• Sonuç bulunamadı

2.2. İlgili Araştırmalar

2.2.2. Yurt Dışında Yapılmış Çalışmalar

Song ve Ginsburg (1987) çalışmalarında 315 Koreli ve 538 Amerikalı 4 ve 8 yaşlarındaki öğrencilerin matematik performanslarını incelemişlerdir. Veriler, matematiksel düşünmenin formal ve informal düzeylerini ölçmeye yönelik olarak Erken Matematiksel Yetenek testi ile toplanmıştır. Verilerin analizi sonucunda 7 ve 8 yaşlarındaki Koreli öğrencilerin informal matematik performanslarının düşük olmasına rağmen, formal matematiksel performanslarının yüksek olduğu belirlenmiştir. Bunun yanında Koreli öğrencilerin hem kavramsal hem de işlemsel olarak Amerikalı öğrencilerden daha yüksek performans sergiledikleri görülmüştür.

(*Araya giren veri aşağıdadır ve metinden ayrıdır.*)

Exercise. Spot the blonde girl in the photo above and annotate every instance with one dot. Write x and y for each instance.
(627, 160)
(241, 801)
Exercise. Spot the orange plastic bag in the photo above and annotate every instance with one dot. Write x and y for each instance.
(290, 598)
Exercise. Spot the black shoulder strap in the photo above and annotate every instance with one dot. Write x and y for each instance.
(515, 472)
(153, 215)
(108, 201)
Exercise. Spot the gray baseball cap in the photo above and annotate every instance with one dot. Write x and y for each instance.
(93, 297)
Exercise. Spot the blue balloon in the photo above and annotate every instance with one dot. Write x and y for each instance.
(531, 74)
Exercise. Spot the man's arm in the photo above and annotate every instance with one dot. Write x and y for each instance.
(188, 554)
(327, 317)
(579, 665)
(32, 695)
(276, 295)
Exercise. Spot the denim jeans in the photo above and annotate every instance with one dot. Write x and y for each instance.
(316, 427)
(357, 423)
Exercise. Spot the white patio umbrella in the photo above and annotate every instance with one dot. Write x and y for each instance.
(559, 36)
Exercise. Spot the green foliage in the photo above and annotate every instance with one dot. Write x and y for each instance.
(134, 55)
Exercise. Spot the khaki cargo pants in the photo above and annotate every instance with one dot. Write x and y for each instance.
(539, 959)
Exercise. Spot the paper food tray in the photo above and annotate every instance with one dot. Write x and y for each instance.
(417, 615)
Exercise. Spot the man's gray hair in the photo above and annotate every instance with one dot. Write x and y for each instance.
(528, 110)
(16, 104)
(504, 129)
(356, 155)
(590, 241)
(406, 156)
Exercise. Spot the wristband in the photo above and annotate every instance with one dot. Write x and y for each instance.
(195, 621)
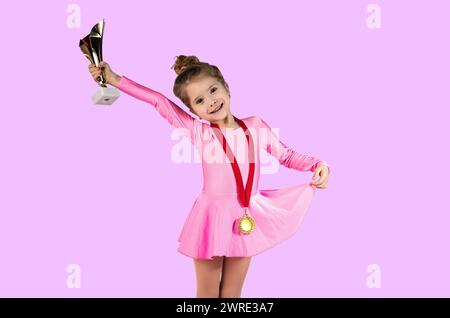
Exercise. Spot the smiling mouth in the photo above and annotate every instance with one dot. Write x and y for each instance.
(217, 109)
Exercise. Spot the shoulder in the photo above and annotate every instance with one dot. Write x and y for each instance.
(253, 121)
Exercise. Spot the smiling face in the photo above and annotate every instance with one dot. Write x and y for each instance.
(208, 98)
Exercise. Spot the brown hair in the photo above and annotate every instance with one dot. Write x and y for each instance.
(190, 67)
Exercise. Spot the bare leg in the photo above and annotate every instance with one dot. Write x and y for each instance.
(233, 275)
(208, 276)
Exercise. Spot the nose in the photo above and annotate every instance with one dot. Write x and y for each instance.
(213, 104)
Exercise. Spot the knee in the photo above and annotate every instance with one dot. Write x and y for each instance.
(228, 292)
(208, 290)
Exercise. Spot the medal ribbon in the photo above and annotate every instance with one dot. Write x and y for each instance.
(244, 194)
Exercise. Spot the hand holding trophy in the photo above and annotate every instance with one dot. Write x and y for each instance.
(91, 46)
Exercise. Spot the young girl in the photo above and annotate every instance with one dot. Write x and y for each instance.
(228, 223)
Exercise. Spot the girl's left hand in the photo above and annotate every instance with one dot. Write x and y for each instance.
(324, 172)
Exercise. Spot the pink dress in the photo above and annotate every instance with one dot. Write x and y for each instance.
(210, 229)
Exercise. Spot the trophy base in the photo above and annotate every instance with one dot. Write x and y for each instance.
(106, 95)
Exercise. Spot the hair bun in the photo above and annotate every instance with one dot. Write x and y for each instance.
(183, 62)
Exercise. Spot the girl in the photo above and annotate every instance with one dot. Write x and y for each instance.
(228, 223)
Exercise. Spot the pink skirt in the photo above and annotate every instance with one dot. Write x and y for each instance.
(210, 228)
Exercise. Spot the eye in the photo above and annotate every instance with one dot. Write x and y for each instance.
(201, 99)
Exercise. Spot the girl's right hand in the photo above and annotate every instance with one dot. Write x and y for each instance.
(104, 68)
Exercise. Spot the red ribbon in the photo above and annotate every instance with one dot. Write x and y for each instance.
(244, 194)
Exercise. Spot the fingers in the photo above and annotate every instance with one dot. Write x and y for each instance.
(95, 71)
(321, 183)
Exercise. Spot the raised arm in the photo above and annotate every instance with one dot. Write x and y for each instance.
(176, 116)
(284, 154)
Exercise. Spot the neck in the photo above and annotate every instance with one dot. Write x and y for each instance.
(227, 122)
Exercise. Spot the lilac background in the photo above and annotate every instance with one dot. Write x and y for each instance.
(95, 185)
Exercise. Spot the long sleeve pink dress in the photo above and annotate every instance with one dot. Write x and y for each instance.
(210, 229)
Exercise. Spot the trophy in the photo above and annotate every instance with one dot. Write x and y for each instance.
(91, 46)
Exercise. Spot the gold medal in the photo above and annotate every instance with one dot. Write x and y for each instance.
(246, 224)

Oers (1996) çalışmasında matematiksel düşünmenin geliştirilmesinde önemli rol oynayan aktiviteleri araştırmıştır. Bu bağlamda çocukların oyun oynarken matematikle bağlantılı olarak kullanmış oldukları etkinliklerin matematiksel olarak anlamlarını incelemiştir. Video kaydıyla elde edilen verilerin analizi ile çocukların oyun esnasında birçok matematiksel kavramları kullandıkları belirlenmiştir. Bu kavramların incelenmesiyle kavramlar ve semboller arasındaki ilişkiler net olarak görülebilir. Dolayısıyla oyun etkinlikleri öğrencilerin matematiksel kavramları öğrenmede etkili bir öğrenme aracı olarak kullanılabileceği tespit edilmiştir.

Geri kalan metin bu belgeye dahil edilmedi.